Она заставила себя подойти. Нет, не мертвый, вправду спит. Щека холодная, но не мертвенным холодом, а живым, будто с мороза.
— Финист!
Молчание. Дышит ли? Не дышит… Но ведь живой?..
— Финист!..
Горючая слеза упала на серебряный атлас.
И скатилась, как росинка с листа.
— Врешь, не заплачу!
Перышко на месте. Игла заколота в ворот. На эту крапинку и на эту…
Ничего.
Но ведь она обещала отпустить его, если Марьюшка разбудит… пусть глумилась, но, значит, возможно?.. Боясь передумать и спугнуть надежду, она взглянула пристальнее на гроб, на колдовские огни.
Тут же, у изголовья, по верхнему краю — узенькие скважинки. Шесть красных, одна зеленая. Как раз под стерженек пера. Красных много, зеленая одна…
Перышко вошло легко и дернулось в пальцах, словно живое, прилегло к стенке. Знакомые радуги побежали ярче и быстрей.
Веки оставались неподвижными, грудь не поднялась вздохом. Зато на ледяной стенке проступила картина. Человеческий образ, написанный не красками, а светящимися линиями, будто сплетенный из путаных нитей. Почти все нити — сапфирово-синие, только там, где грудь, синие петли свиваются в пурпурный узелок. И этот узелок вздрагивает: раз… другой… еще…
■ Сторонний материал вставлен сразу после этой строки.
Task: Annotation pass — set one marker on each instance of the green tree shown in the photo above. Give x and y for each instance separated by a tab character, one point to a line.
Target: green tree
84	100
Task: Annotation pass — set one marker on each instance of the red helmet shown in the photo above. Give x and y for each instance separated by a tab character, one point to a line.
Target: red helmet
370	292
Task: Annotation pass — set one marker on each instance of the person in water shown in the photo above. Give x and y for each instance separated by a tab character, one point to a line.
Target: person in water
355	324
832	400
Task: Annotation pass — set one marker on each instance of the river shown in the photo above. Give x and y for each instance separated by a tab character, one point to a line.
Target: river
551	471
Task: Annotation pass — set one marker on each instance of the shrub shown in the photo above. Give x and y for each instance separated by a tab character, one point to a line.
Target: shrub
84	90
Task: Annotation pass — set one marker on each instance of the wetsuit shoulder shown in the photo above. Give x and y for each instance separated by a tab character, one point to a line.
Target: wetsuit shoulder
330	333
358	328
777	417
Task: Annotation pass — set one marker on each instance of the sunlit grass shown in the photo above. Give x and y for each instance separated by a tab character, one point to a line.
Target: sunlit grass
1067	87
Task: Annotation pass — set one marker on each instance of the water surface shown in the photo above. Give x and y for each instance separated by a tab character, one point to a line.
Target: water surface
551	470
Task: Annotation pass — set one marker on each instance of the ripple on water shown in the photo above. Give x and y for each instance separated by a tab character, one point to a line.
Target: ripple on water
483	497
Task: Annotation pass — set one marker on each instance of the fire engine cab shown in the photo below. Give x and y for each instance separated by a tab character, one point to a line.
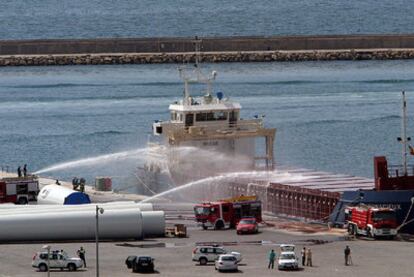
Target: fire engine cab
19	190
371	222
226	213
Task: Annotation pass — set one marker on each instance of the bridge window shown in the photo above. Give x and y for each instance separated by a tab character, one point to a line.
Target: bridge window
211	116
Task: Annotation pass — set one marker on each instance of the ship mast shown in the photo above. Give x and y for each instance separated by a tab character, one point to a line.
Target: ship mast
404	139
199	76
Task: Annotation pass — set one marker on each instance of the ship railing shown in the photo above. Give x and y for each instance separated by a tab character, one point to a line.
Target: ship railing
398	170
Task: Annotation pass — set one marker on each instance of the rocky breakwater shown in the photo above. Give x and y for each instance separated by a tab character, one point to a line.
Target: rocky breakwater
214	57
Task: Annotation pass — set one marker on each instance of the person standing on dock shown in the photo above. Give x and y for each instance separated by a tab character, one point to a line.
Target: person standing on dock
82	184
272	258
347	252
81	254
309	257
303	253
75	183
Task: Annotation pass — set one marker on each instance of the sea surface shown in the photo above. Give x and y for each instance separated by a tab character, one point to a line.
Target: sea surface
146	18
330	116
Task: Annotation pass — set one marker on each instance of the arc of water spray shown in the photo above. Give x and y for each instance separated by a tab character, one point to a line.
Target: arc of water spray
92	160
221	177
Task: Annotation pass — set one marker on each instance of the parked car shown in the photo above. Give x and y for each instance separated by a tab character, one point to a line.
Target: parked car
226	262
287	258
140	263
57	259
247	225
205	254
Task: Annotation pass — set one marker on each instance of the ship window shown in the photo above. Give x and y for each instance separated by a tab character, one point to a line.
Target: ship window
210	116
220	115
179	117
201	117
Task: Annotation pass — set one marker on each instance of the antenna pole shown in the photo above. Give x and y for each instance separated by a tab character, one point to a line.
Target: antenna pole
404	138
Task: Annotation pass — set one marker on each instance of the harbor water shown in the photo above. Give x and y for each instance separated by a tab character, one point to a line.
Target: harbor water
330	116
145	18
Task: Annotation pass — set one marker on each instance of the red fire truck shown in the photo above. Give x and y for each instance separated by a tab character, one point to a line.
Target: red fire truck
226	213
19	190
371	221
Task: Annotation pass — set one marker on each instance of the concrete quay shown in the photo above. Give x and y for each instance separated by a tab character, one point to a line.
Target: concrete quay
209	57
173	255
212	49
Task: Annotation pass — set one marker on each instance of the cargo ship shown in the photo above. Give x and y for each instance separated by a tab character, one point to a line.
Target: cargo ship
323	196
204	136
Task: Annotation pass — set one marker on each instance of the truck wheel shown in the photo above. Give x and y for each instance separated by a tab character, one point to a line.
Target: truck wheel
219	225
22	201
71	267
42	267
203	261
370	234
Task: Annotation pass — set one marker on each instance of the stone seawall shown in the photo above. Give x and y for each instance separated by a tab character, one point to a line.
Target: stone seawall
214	57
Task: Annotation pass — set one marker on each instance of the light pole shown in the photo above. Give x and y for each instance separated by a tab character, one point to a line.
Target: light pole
48	258
98	210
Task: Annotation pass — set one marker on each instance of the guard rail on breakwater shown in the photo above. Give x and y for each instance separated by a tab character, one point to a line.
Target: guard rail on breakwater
212	49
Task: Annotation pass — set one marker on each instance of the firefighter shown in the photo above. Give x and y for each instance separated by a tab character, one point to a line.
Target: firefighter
81	254
75	183
347	252
309	257
82	184
272	258
25	170
303	254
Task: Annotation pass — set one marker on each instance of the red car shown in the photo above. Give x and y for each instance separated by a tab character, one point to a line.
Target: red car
247	225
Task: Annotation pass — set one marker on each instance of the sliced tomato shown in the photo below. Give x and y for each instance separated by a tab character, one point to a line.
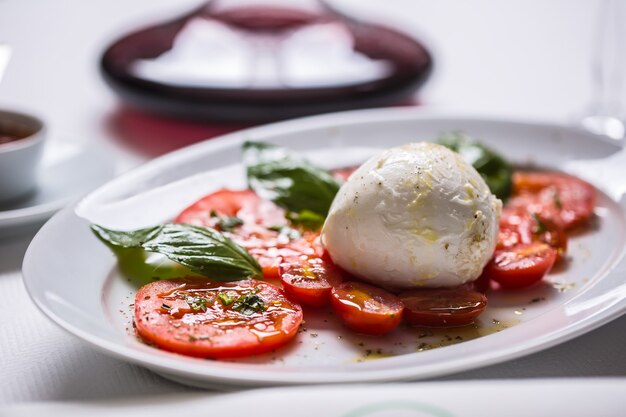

Острие иглы провело по стволику пера. Коснулось бородки, другой… У сапфировых линий возле сердца появился аметистовый отлив. Третья… Что-то пискнуло, голос, тот же, что у ворот, произнес несколько укоризненных слов.
— Добро. А так?..
Четырнадцати лет Марьюшка вышила паволоку для собора Косьмы и Дамиана, по обету — от Покрова до Рождества. Такую работу, говорили, вчетвером не поднять, а она закончила до срока. Вся улица знала: лучше вышивальщицы, чем Данилова Марья, нет ни среди девок, ни среди баб.
Много позже она видела во сне, что вышивает образ милого — мелким бисером, что нельзя взять в щепоть, можно лишь поднять на кончик самый тонкой иголки, а пальцы стынут на холоде, серебряный зимний свет меркнет, и не успеть до звезды…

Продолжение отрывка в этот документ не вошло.